The key conclusion of this study relates to the expression of αvβ6 in human colorectal cancer. We identified this receptor as a marker of aggressive carcinoma, in part based on its high frequency of expression (almost 40%) in malignant tumors. Additional compelling evidence for the involvement of αvβ6 in tumor progression is provided by our demonstration of β6 expression in both lymphatic and hepatic metastases derived from human colorectal carcinomas. However, the result of greatest consequence is that analysis of the clinical data revealed that elevated β6 expression, rather than the simple presence or absence of the receptor, is linked to significantly reduced survival times. Even more striking was the discovery that its value as a prognostic marker is more significant for early-stage tumors. It is likely that the effects of β6 expression on late-stage tumors are masked by additional genetic and epigenetic alterations. However, based on our results, it is tempting to speculate that the EMT process can contribute directly to tumor progression and development of metastatic disease, and that αvβ6 represents a novel marker for this event.

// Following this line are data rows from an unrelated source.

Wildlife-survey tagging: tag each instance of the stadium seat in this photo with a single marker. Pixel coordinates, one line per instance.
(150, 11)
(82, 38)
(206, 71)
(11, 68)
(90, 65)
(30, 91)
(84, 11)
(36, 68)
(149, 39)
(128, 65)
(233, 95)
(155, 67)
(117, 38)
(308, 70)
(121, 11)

Moreover, the hazard ratio analysis confirmed that this receptor is a stand-alone variable, similar to those of stage and age at diagnosis, for colorectal tumors, and indicated that high expression of this integrin is an independent and important risk factor for patient survival. Overall, these findings establish αvβ6 as a novel prognostic indicator for human colon cancer and validate our EMT model as a valuable tool for the identification of clinically relevant markers.

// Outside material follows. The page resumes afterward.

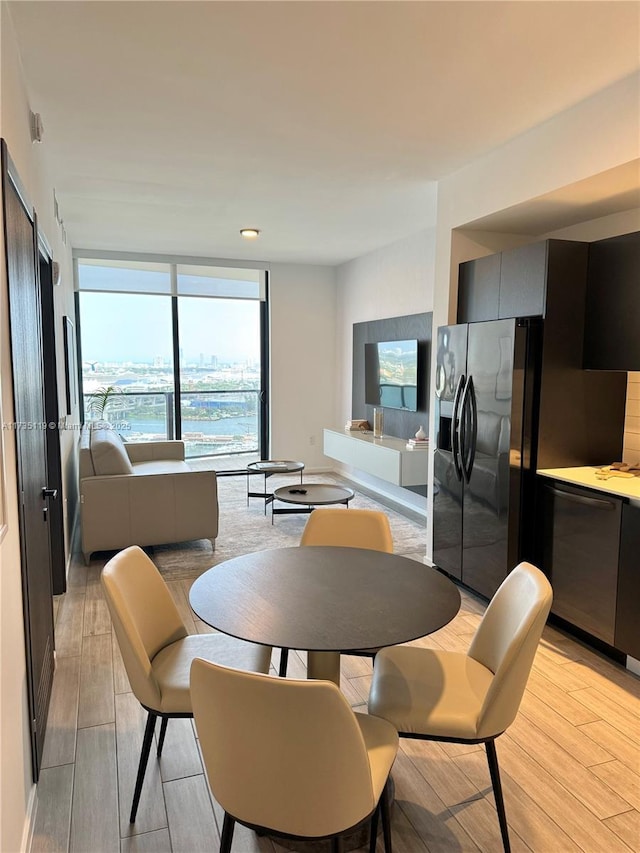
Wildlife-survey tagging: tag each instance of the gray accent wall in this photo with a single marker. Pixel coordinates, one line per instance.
(398, 423)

Finally, a potentially important consequence of our work is that αvβ6 may be an attractive therapeutic candidate for colon cancer and, in particular, that it may be possible to selectively target invading and metastasizing cells. Furthermore, because elevated β6 expression is predictive of outcome in early-stage disease, it may also be a feasible target for earlier intervention and treatment. Targeting integrin function has emerged as a legitimate therapeutic strategy for several disease types. In this regard, the current development and characterization of function-blocking anti-β6 antibodies (29
) offer the promise of new reagents and novel treatments not only for diseases such as fibrosis but also, in light of the findings presented here, for aggressive colorectal cancer.